Medicine for High Altitude Sickness in Tibet
With an average altitude of more than 4,000 meters, travelers to the Tibet are often beset with altitude sickness once they arrive in the Tibetan capital of Lhasa. Altitude sickness can hit different people in different ways, and while some may only feel a mild headache akin to a hangover, others can feel more severe effects, such as nausea, dizziness, dehydration, etc.
However, acclimatization will still come to both after the body has had chance to adjust to the thinner atmosphere, and the symptoms will go away allowing you to enjoy your time on the world’s highest plateau.
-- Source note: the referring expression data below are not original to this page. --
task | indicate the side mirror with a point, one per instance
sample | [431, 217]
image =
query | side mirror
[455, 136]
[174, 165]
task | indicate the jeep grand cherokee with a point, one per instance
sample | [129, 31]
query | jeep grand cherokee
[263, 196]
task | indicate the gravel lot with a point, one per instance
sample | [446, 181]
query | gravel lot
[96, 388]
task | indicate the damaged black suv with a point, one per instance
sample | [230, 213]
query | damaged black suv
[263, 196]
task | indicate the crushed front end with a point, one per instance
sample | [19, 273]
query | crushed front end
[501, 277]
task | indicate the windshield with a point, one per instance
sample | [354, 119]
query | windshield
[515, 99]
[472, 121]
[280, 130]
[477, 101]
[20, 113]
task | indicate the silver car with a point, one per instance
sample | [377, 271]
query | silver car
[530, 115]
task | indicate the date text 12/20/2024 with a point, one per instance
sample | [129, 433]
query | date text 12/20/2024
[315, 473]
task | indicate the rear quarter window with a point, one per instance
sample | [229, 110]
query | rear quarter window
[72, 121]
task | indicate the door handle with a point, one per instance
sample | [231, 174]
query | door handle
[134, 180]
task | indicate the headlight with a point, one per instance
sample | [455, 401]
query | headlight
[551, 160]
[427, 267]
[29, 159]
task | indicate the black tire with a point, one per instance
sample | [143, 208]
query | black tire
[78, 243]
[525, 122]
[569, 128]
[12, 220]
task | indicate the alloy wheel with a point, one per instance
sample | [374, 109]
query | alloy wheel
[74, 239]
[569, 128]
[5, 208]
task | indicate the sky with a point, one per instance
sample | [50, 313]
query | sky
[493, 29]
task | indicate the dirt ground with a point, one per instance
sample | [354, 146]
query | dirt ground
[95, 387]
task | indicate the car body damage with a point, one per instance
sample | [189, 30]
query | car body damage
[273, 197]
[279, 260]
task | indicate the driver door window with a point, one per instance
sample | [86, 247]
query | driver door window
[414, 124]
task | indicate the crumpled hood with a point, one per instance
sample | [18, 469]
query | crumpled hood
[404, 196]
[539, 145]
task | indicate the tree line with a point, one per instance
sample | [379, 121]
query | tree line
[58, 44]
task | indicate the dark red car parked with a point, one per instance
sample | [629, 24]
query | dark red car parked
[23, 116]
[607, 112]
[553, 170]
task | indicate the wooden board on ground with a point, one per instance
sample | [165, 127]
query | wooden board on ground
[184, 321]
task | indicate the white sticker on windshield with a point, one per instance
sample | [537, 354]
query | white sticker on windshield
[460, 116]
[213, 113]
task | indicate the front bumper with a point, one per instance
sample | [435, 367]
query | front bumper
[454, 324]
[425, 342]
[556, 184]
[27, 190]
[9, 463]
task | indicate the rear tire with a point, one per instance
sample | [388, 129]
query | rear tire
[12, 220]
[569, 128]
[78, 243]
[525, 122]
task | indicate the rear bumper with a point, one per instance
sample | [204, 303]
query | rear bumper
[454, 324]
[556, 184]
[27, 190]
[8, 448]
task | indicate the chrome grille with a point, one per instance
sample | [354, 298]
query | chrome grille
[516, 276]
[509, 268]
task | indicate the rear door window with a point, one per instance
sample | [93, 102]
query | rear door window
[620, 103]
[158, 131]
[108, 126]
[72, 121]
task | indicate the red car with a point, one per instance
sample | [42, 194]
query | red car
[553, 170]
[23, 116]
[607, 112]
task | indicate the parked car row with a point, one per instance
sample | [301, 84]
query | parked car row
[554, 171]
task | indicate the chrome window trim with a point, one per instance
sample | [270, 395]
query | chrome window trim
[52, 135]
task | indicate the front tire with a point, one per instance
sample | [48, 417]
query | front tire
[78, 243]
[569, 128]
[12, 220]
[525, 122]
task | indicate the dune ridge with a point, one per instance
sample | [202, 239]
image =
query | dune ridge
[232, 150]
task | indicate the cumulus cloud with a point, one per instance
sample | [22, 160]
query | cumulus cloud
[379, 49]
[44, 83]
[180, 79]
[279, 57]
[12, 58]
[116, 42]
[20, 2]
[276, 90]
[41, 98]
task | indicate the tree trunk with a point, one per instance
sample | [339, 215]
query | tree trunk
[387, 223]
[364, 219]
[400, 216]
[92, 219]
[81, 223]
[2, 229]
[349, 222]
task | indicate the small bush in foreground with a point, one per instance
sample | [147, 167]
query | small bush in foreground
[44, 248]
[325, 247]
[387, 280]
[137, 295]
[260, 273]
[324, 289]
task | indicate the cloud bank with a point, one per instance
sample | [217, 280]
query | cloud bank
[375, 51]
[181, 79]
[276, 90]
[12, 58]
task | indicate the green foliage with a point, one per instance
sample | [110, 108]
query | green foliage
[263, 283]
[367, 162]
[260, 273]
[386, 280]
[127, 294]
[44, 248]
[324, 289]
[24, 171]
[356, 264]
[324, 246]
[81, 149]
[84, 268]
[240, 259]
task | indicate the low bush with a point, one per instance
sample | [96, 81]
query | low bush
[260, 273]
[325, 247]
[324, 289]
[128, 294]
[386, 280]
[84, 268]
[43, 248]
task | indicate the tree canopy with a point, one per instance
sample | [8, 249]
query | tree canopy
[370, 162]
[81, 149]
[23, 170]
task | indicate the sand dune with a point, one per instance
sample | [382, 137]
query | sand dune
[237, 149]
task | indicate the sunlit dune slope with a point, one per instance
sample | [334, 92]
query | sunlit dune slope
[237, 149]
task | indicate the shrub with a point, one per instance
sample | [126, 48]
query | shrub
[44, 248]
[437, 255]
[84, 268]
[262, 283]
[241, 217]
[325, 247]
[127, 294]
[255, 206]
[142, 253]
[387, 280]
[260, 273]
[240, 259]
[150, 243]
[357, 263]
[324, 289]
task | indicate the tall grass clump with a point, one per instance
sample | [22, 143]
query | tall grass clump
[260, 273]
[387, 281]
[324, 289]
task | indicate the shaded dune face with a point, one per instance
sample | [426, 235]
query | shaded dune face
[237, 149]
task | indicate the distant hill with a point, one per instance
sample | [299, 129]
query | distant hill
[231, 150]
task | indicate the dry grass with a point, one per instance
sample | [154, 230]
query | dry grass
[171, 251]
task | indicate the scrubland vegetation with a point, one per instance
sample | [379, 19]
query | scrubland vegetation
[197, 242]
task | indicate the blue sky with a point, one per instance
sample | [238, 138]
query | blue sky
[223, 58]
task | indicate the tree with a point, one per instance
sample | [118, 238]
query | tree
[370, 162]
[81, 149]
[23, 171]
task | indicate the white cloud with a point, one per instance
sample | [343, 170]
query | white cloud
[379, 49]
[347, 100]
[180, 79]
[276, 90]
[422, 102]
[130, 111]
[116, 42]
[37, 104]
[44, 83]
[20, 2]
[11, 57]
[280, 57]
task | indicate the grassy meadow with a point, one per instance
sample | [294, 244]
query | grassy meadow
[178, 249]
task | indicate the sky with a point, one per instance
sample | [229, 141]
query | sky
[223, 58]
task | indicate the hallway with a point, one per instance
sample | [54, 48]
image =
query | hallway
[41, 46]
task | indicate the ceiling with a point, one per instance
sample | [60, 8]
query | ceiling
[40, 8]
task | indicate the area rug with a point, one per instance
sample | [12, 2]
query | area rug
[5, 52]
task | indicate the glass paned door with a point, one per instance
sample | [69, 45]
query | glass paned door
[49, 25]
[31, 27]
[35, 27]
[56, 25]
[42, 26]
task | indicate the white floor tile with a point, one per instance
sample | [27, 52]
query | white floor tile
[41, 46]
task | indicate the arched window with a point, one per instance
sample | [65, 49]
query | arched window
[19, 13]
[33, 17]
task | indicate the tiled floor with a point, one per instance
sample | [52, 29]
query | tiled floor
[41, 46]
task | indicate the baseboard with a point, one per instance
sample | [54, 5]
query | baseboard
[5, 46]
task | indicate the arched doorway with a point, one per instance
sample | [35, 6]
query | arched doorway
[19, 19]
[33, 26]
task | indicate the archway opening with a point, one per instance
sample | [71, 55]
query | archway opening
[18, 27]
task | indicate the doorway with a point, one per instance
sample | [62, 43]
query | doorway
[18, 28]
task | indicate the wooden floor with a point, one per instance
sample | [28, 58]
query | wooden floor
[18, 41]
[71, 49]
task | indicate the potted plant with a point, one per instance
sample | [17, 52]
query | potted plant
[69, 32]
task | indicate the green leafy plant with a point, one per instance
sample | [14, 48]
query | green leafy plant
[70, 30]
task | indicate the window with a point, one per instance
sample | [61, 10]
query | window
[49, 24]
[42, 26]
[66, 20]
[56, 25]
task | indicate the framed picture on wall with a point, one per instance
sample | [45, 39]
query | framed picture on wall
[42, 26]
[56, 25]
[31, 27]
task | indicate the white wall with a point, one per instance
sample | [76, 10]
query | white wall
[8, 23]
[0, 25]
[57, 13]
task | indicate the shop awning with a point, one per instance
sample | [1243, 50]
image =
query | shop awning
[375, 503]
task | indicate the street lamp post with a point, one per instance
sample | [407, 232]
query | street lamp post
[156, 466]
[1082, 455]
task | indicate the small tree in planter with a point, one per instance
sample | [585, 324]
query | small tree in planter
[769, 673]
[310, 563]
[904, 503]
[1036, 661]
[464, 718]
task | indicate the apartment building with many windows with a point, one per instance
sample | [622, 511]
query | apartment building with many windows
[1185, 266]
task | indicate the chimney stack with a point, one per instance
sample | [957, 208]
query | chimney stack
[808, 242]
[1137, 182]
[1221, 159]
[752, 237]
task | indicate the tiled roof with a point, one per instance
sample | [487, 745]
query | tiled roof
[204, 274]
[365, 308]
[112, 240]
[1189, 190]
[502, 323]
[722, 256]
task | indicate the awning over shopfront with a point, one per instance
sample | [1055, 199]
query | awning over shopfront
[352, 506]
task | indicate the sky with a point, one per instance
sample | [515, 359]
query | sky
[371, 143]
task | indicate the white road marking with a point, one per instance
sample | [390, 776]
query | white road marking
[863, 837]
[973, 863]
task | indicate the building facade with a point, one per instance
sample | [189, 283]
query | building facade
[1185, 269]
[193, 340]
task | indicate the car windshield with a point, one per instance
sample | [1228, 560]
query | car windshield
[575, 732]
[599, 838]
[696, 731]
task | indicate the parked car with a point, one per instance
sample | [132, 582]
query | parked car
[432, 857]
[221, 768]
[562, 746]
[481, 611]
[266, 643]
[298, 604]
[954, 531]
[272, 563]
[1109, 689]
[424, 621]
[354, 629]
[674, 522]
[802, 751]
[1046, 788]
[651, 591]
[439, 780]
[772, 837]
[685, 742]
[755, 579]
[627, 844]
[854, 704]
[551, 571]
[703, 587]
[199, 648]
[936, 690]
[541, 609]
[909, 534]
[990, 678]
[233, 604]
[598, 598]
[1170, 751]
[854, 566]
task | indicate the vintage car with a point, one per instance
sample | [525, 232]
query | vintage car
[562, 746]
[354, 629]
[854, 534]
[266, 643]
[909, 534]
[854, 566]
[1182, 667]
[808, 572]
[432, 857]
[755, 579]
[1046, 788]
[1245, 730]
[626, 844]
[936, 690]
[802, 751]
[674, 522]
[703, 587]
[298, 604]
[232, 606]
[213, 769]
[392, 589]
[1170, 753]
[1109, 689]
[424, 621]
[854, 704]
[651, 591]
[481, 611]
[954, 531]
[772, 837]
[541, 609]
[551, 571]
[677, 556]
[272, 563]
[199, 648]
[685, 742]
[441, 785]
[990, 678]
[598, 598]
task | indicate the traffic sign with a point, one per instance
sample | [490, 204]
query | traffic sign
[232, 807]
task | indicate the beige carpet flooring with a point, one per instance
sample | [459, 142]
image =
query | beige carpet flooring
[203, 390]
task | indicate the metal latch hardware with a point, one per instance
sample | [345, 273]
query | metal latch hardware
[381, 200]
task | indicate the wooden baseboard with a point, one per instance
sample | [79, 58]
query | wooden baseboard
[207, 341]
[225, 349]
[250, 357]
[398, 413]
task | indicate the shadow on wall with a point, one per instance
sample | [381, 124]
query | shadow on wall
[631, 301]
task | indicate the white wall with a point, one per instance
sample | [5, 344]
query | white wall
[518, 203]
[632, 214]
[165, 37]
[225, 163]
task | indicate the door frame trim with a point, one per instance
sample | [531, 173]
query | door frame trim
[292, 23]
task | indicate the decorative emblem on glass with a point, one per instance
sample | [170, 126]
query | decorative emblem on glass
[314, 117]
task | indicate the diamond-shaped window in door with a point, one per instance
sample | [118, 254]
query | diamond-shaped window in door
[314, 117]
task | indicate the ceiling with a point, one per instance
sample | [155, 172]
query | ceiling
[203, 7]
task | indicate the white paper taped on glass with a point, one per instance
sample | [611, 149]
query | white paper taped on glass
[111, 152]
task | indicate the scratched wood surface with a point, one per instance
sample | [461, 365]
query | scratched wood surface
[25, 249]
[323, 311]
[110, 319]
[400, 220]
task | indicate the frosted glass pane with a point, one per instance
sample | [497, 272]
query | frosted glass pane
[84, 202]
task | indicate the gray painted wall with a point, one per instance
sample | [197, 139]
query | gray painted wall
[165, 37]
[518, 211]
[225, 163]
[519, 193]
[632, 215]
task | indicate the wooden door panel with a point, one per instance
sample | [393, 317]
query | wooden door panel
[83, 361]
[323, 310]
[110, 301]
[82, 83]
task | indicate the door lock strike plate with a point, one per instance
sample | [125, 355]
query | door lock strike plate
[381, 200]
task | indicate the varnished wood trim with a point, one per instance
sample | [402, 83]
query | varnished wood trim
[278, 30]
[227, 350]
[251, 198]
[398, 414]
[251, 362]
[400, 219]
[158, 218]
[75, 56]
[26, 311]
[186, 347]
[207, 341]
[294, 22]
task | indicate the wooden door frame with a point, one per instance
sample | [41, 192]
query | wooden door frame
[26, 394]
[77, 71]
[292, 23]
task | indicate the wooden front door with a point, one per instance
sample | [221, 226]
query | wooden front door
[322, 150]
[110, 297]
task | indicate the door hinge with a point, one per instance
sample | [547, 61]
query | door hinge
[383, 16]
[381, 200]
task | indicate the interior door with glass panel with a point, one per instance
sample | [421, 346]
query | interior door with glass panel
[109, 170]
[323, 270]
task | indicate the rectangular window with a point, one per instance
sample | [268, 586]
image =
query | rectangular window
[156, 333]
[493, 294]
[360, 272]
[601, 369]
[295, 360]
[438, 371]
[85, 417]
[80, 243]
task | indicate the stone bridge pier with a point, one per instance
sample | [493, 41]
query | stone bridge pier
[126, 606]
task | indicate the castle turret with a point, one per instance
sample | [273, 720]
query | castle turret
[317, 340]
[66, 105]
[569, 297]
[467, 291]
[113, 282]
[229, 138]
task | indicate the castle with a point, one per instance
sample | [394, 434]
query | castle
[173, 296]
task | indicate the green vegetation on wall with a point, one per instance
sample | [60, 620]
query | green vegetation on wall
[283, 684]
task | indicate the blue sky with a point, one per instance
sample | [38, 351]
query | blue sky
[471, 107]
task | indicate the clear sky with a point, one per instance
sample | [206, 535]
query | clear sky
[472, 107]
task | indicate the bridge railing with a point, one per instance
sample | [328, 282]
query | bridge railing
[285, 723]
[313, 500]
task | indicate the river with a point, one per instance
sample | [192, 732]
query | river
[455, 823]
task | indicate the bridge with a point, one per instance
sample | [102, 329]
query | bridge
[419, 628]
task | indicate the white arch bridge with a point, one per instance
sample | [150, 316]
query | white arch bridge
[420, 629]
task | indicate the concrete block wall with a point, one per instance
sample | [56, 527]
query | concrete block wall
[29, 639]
There are some medications available, both prescription medication and Chinese traditional Medicine, that can help alleviate the symptoms of altitude sickness, and in some cases, prevent it from happening altogether. However, whether you opt for prescribed medication or herbal remedies, you should always consult your own doctor or pharmacist before taking them.
Top Recommended Western Medicine for Altitude Sickness Relief for Tibet Travel
If you are thinking about taking some of the prescribed medicines to help reduce the time it takes to acclimatize, alleviate the symptoms already felt, or to prevent feeling the effects of altitude sickness altogether, then you should first consult your own doctor to make sure it is safe for you to take them.
1. Acetazolamide - Acetazolamide , commonly known by the brand name of Diamox, is a prescription drug that acts as a diuretic that reduce blood pressure by helping the body get rid of excess fluids. The drug is commonly used to both reduce and prevent the effects of altitude sickness, and can help to increase the metabolic acidosis so that respiratory rates are increased and blood is oxygenated faster, to reduce the overall effects of altitude sickness. This allows the body to adjust faster to the increased altitude and thinner atmosphere, and can be useful in preventing altitude sickness in some people altogether. Acetazolamide should be taken around 2-3 days prior to reaching higher altitudes, and in doses of two 125mg tablets twice a day. Compared to dexamethasone, the drug has few side effects on normally healthy people, though there are certain instances where it should be avoided. However, while the drug is known to help prevent regular altitude sickness, there is no evidence to show it can help in acute cases.
Acetazolamide can help to increase the metabolic acidosis.
2. Dexamethasone - Dexamethasone is another prescription drug that is often used as a suppressant to prevent the symptoms of altitude sickness when traveling to the high Tibetan plateau. However, it is more effective in treating the symptoms of altitude sickness once they occur than Acetazolamide, and is best used in conjunction with a descent to lower altitudes for more severe cases. Taking two-four doses per day whilst traveling will normally prevent altitude sickness from returning once treated, although stopping the medication while still at high altitudes can result in the symptoms returning. A potent steroidal hormone that suppresses inflammation and immune activity, it should only be used when recommended by a doctor.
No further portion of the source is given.